|Dr. Christopher Ross|
Schizophrenia affects about one in 100 in this country; Huntington’s disease touches about one in 10,000. But understanding the “smaller” disorder could one day help overthrow the “larger,” says Christopher Ross, M.D., Ph.D., “because it’s such a good model. With HD, we’ve spent 10 years understanding the mutant gene and the protein it makes. We have mouse and cell models. Now we’re truly understanding the disease—where to look in the brain and what to look for—and how to try to stop it.”
Ross, a neuroscientist and world expert on HD, leads Psychiatry’s neurobiology front against psychiatric illness: seven laboratories bent on understanding brain disease biology. The plan he’s spread out involves first clarifying HD and related diseases, then expanding into Parkinson’s disease—which, like HD, is clouded by psychiatric illness. Lessons learned from traditional “neurodegenerative” diseases should carry over to “neuropsychiatric” ones: schizophrenia, bipolar disease, obsessive compulsive disorder and others.
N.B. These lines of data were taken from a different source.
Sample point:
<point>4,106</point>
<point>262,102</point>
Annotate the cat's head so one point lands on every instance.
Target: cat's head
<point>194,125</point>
Sarah Reading’s work (left) beautifully illustrates that sort of carryover, Ross says. “She’s applying the most advanced imaging techniques to psychiatric disorders in a truly novel way. A part of the brain might look normal, structurally, by traditional scans. But Sarah’s use of fMRI and DTI shows that connections between those areas are also affected.” So far, Reading’s discovered that key brain connections between the cortex and the caudate nucleus aren’t right in HD patients.
As for schizophrenia? “Her whole-brain view of brain misfunction is especially relevant there,” Ross says, “because we think it’s more global brain functioning rather than loss of particular brain structures that’s the problem.” But the disease is so complicated. “If we can integrate the imaging with our genetic and our cellular findings, then we’ll know schizophrenia intimately enough, we think, to turn it around.”